2009 kam Hodaj nach Stadtallendorf

Im Verein sah man dies als Affront und drohte Hodaj mit einer Vertragsauflösung – der Mittelfeldspieler nahm an. „Aus heutiger Rolle verstehe ich, dass der Verein so reagiert hatte“, sagt der Sportliche Leiter der Eintracht, „ich würde es heute aber nicht anders machen.“

2009, ein Jahr nach dem Aufstieg in die Hessenliga, zog es Hodaj nach Stadtallendorf, wo er in Dragan Sicaja auf einen Trainer traf, gegen den er in seinem ersten Punktspiel für Frankfurt bereits auf dem Feld stand. 2004 war Sicaja noch Spielertrainer des 1. FC Schwalmstadt, gegen den Hodaj und Co. seinerzeit mit 3:1 gewannen. „Ich erinnere mich an das Spiel, aber nicht mehr an das Duell mit Dragan“, schmunzelt Hodaj.
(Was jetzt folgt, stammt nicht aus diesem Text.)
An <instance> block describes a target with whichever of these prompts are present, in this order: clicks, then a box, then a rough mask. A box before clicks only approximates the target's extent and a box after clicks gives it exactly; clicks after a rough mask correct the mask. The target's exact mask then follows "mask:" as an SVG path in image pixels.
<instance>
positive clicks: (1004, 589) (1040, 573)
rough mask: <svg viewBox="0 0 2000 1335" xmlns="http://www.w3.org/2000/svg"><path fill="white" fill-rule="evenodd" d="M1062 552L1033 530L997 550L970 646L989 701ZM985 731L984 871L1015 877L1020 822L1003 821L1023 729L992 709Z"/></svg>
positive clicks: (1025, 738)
Karriere 2014 offiziell beendet

Inzwischen arbeiten beide seit Jahren eng zusammen – erst als Trainer und Führungsspieler, dann als Trainer und Sportlicher Leiter. „Unser Verhältnis ist von Ehrlichkeit, Respekt füreinander und blindem Vertrauen geprägt“, sagt der dreifache Familienvater Hodaj, der in Hachborn als Betriebsleiter arbeitet. Auch wenn Hodaj 2014 seine Karriere offiziell beendet hat, für seinen Heimatverein und die „Zweite“ der Eintracht sprang beziehungsweise springt er noch ein. „Am Tag nach dem Spiel bereut man das schon mal“, flachst Hodaj, der sich erst am vergangenen Wochenende beim 1:0-Sieg gegen den FSV Cappel II den Daumen verletzte.
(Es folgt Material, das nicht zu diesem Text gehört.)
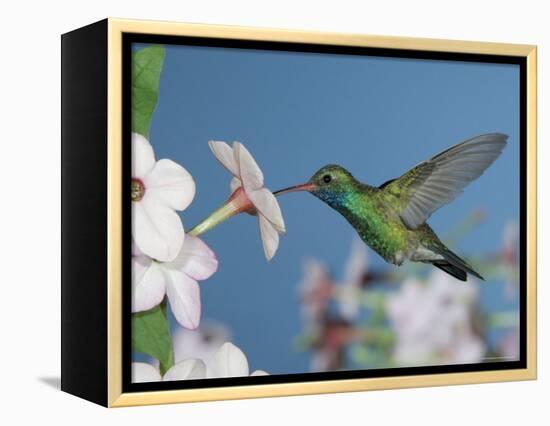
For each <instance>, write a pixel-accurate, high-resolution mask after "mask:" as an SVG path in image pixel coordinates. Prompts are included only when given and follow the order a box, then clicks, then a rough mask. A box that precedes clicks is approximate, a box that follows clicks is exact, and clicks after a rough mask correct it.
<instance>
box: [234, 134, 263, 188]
mask: <svg viewBox="0 0 550 426" xmlns="http://www.w3.org/2000/svg"><path fill="white" fill-rule="evenodd" d="M233 152H234V153H235V158H236V159H237V163H238V165H239V177H240V178H241V181H242V182H243V186H244V189H245V191H246V192H247V193H248V192H249V191H250V192H252V191H255V190H256V189H260V188H261V187H263V186H264V175H263V173H262V171H261V169H260V167H259V166H258V164H257V163H256V160H254V157H252V154H250V152H248V150H247V149H246V147H245V146H244V145H243V144H242V143H240V142H233Z"/></svg>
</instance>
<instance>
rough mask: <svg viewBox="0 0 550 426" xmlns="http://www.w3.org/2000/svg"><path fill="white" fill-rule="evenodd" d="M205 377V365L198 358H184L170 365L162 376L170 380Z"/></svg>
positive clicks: (194, 378) (191, 379)
mask: <svg viewBox="0 0 550 426" xmlns="http://www.w3.org/2000/svg"><path fill="white" fill-rule="evenodd" d="M205 378H206V365H204V362H202V361H201V360H200V359H186V360H185V361H182V362H179V363H177V364H175V365H174V366H172V368H170V369H169V370H168V371H167V372H166V374H165V375H164V377H163V380H164V381H170V380H197V379H205Z"/></svg>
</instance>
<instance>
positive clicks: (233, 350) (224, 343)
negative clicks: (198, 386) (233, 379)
mask: <svg viewBox="0 0 550 426" xmlns="http://www.w3.org/2000/svg"><path fill="white" fill-rule="evenodd" d="M206 375H207V377H209V378H215V377H240V376H248V361H247V359H246V355H245V354H244V353H243V351H241V350H240V349H239V348H238V347H236V346H235V345H234V344H233V343H230V342H225V343H224V344H223V345H222V346H221V347H220V348H219V349H218V350H217V351H216V353H215V354H214V356H213V357H212V360H211V361H210V363H208V365H207V372H206Z"/></svg>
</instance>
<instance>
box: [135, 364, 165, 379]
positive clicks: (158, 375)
mask: <svg viewBox="0 0 550 426" xmlns="http://www.w3.org/2000/svg"><path fill="white" fill-rule="evenodd" d="M161 379H162V378H161V377H160V373H159V371H158V370H157V369H156V368H155V367H153V366H152V365H151V364H147V363H145V362H132V383H147V382H158V381H160V380H161Z"/></svg>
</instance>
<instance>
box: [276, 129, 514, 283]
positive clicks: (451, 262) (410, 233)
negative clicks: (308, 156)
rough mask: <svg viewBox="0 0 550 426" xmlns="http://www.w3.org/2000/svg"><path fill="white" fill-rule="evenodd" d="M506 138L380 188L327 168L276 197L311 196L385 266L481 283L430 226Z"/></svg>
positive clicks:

Das Auf und Ab des FSV Frankfurt mit Erfolgen in der 2. Bundesliga und Insolvenz verfolgte Hodaj zwar, aber mit kaum mehr Interesse als bei anderen Traditionsclubs. Beim vergangenen Liga-Heimspiel gegen den FC Gießen (0:1) beobachtete Hodaj den FSV zuletzt. Sein Fazit: Insbesondere vor Steffen Straub ist Vorsicht geboten. „Er geht ins Eins-gegen-Eins und spielt frech“, warnt Hodaj, für den es in diesem K.-o.-Spiel mit dem TSV nur ein Ziel gibt: den Einzug ins Finale. Gegen den „Ex“.

Das Hessenpokal-Halbfinale TSV Eintracht Stadtallendorf – FSV Frankfurt beginnt am Mittwoch (11. März) um 19 Uhr in Stadtallendorf.